There are a lot more demand forecasts being made today at companies then their used to be – not just monthly, but forecasts that can occur can cover likely shipments for the next day up to a time period that may be for a decision that needs to be made years from now. Many of these forecasts depend upon having more data. Traditionally, demand management applications used order shipment history to make forecasts. But gradually new data sets were added that improved the forecasting accuracy. A demand management application can truly be a Big Data solution today.
The ROI from demand management solutions comes from requiring less inventory to hit a targeted service level. According to Toby Brzoznowski, the Chief Strategy Officer at LLamasoft, a rough rule of thumb is that 1% forecast improvement leads to a 2.5% reduction in the amount of inventory that needs to be held.
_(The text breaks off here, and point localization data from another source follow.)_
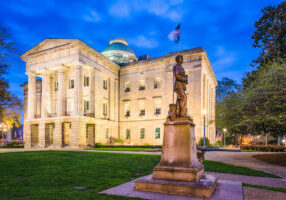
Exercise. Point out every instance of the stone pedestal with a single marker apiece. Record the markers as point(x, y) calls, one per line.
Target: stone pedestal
point(179, 171)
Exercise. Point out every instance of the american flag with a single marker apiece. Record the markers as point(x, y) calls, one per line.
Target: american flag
point(175, 34)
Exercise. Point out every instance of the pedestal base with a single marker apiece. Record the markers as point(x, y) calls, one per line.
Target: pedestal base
point(178, 173)
point(203, 188)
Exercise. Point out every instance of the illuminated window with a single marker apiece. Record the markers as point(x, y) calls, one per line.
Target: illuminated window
point(158, 107)
point(142, 85)
point(127, 109)
point(105, 84)
point(157, 83)
point(157, 133)
point(107, 133)
point(127, 87)
point(86, 106)
point(142, 108)
point(104, 109)
point(56, 86)
point(71, 83)
point(127, 134)
point(86, 81)
point(142, 133)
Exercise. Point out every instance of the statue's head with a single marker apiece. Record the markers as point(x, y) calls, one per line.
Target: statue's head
point(179, 59)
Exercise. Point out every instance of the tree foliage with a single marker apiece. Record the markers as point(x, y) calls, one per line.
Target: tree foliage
point(270, 31)
point(9, 103)
point(270, 36)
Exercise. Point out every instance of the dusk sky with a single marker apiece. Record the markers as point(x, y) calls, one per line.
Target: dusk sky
point(222, 27)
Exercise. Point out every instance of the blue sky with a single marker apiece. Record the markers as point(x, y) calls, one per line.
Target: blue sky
point(222, 27)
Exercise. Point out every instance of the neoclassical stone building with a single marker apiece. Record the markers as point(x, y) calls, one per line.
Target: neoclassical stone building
point(76, 96)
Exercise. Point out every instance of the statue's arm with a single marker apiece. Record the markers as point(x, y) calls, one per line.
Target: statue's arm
point(179, 76)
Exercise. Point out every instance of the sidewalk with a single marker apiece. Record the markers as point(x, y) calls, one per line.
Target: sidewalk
point(245, 159)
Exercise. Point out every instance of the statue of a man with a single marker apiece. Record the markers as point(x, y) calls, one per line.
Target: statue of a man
point(180, 87)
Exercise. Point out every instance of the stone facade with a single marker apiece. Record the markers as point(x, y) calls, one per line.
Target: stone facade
point(77, 97)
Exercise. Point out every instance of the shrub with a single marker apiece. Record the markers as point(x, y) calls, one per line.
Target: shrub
point(264, 148)
point(119, 141)
point(201, 142)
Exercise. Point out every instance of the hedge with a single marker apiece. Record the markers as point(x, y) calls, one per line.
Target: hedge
point(264, 148)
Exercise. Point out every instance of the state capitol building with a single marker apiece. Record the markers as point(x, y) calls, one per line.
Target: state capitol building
point(76, 96)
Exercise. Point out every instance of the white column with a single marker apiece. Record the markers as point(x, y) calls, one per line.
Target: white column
point(92, 92)
point(46, 96)
point(60, 99)
point(31, 95)
point(78, 91)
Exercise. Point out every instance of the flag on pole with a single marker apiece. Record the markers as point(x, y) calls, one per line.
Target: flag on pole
point(175, 34)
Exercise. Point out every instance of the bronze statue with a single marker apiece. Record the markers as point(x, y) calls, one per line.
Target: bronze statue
point(180, 87)
point(179, 110)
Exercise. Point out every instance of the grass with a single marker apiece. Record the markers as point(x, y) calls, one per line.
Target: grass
point(274, 159)
point(214, 166)
point(277, 189)
point(41, 175)
point(118, 149)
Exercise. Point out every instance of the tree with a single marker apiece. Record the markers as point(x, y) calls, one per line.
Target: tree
point(226, 87)
point(264, 105)
point(8, 101)
point(270, 35)
point(271, 30)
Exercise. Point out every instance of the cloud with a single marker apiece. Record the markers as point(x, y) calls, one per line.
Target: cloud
point(120, 9)
point(143, 42)
point(224, 59)
point(93, 16)
point(169, 9)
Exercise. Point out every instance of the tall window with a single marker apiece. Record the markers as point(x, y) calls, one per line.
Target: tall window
point(158, 107)
point(71, 83)
point(104, 109)
point(127, 109)
point(56, 86)
point(86, 106)
point(157, 133)
point(142, 85)
point(157, 83)
point(127, 134)
point(107, 133)
point(127, 86)
point(86, 81)
point(142, 133)
point(142, 108)
point(105, 84)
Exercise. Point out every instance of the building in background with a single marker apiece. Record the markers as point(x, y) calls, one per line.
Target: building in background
point(76, 96)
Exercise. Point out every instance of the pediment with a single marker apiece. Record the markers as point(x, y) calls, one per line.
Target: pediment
point(48, 44)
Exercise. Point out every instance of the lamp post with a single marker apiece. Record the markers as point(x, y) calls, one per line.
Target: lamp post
point(204, 113)
point(3, 128)
point(224, 131)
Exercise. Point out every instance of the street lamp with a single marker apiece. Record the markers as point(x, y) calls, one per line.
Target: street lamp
point(204, 113)
point(3, 128)
point(224, 131)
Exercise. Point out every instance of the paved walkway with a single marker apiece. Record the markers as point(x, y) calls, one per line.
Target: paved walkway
point(254, 180)
point(245, 159)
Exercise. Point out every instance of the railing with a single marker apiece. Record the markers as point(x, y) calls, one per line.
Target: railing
point(37, 116)
point(89, 114)
point(52, 114)
point(127, 114)
point(68, 113)
point(158, 111)
point(142, 88)
point(142, 112)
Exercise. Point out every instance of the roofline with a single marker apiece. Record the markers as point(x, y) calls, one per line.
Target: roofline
point(168, 55)
point(80, 42)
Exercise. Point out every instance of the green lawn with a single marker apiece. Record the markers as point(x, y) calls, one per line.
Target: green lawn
point(214, 166)
point(119, 149)
point(53, 174)
point(277, 189)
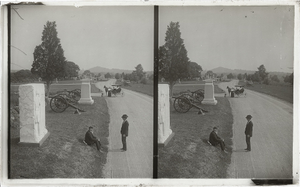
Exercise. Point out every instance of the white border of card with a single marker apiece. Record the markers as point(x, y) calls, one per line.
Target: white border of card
point(144, 182)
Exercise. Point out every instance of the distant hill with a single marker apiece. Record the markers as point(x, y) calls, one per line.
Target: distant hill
point(99, 69)
point(226, 71)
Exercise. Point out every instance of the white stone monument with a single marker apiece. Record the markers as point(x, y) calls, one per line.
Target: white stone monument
point(33, 130)
point(164, 132)
point(86, 92)
point(209, 93)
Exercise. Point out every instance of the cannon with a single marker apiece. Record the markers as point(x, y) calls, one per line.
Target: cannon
point(62, 100)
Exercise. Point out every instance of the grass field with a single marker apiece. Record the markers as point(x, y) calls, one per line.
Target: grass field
point(141, 88)
point(188, 155)
point(284, 92)
point(63, 155)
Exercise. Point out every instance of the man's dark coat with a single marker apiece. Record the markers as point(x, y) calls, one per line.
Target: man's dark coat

The first expansion in the data set was based on getting collaborative data into the forecasting engines. A few years after demand management applications emerged, it was recognized that sales people and marketing people had critical data that could help improve the demand forecast. Sales people might know that a big order was about to drop. The marketing folks knew when promotions would run. Forecasters really needed to know these things. So, tools were devised that helped automate the process of getting inputs from other departments in the company.
When companies are at the beginning of their journey their forecasts are not based on granular data. A company might start by working with aggregate data on how many products, at the regional and product family level, are apt to be sold in a given period. Then a supply chain manager uses splitting formulas to disaggregate the forecast. For example, 80,000 cases of cola that will be sold in the Northeast, let us assume based on history, that 40,000 cases will be regular, 30,000 cases will be Diet, and 10,000 will be cherry flavored.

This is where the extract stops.